Intel shocked employees Tuesday evening with word that it is sharply cutting employee compensation after reporting miserable financial results last week.
The chipmaker said it will slash base pay for employees above its midlevel ranks by at least 5% effective March 1, according to employees who heard the company’s announcement. Vice presidents will take a 10% cut, more senior executives will have a 15% haircut, and CEO Pat Gelsinger will get a 25% reduction in his base pay.
Hourly employees aren’t getting a pay cut and annual bonuses will remain. But Intel is cutting other incentives for all employees effective immediately.
It has suspended merit raises for all employees, suspended quarterly profit-sharing bonuses and employee recognition programs, and cut 401(k) retirement plan matching payments by half, to 2.5%.
“These changes are designed to impact our executive population more significantly and will help support the investments and overall workforce needed to accelerate our transformation and achieve our long-term strategy,” Intel spokesperson Will Moss said in a written statement. “We are grateful to our employees for their commitment to Intel and patience during this time as we know these changes are not easy.”
The website SemiAnalysis first reported Intel’s pay cuts, which follow on the heels of layoffs Intel announced last fall. Intel hasn’t disclosed how many people lost their jobs in Oregon, its largest site, but the company reported more than 500 layoffs in California.
The chipmaker sought to eliminate $3 billion in spending amid a steep fall in microprocessor demand from PC manufacturers and data center operators during 2022.
Intel’s outlook has continued to darken. The company reported Thursday that sales were down 32% last quarter, and it expects a 40% drop in revenue this quarter compared to the same period a year ago.
“We realize that we stumbled, we lost (market) share, we lost momentum,” Gelsinger told Wall Street analysts last week. But he indicated that Intel believes the worst is over: “We feel that stabilized this year.”
Investment analysts have warned that Intel’s “atrocious” financial results might prompt the company to reduce its quarterly dividend, which could trigger a major selloff in the stock.
Cutting employee compensation could help shore up Intel’s finances without more layoffs, but it could also push workers to leave the company for new jobs. Stock-based compensation represents an important portion of Intel’s total pay package, and workers had already been contending with a sharp decline in Intel’s share price.
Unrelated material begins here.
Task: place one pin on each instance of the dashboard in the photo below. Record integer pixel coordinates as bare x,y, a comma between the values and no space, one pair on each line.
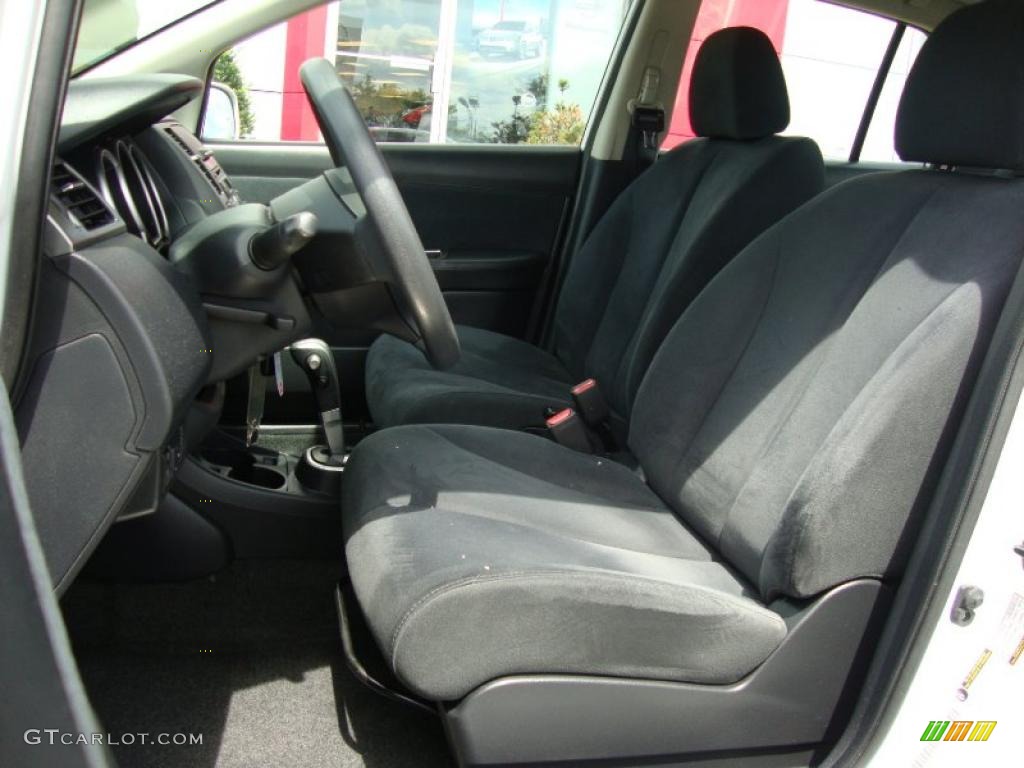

Intel shares closed Tuesday at $28.26, a little more than half as valuable as they were last spring.
Tuesday’s news is also certain to devastate morale.
Employees said Gelsinger delivered the message in a somber, companywide address Tuesday evening. They said he sought to rally employees by referencing hard times Intel endured during the 1980s, before it emerged as the world’s dominant chipmaker. He suggested the cuts could be reversed if Intel’s fortunes improve.
Intel lost the pole position in the industry over the past few years after a succession of manufacturing stumbles, and it’s far from clear whether Gelsinger can engineer another comeback. The company has committed to spend billions of dollars on new factories in Arizona, Ohio and Europe and says it has picked up its pace for introducing new generations of its chip technologies.
But rival Taiwan Semiconductor Manufacturing Co. continues to make its own advances, and many other chip companies, among them AMD and NVIDIA, contract with TSMC to make their chips. That has enabled them to take market share from Intel even as the broader market cools.
Intel didn’t say how many workers qualify for the pay cuts, but Intel’s compensation structure is weighted heavily toward its upper ranks. The reductions will have a profound impact in Oregon, home to Intel’s most advanced research and more than 20,000 employees.
In a rough calculation, state economist Josh Lehner estimated Intel’s pay cuts could reduce Oregon’s aggregate wages by $150 million to $200 million – about 0.15% of all wages statewide.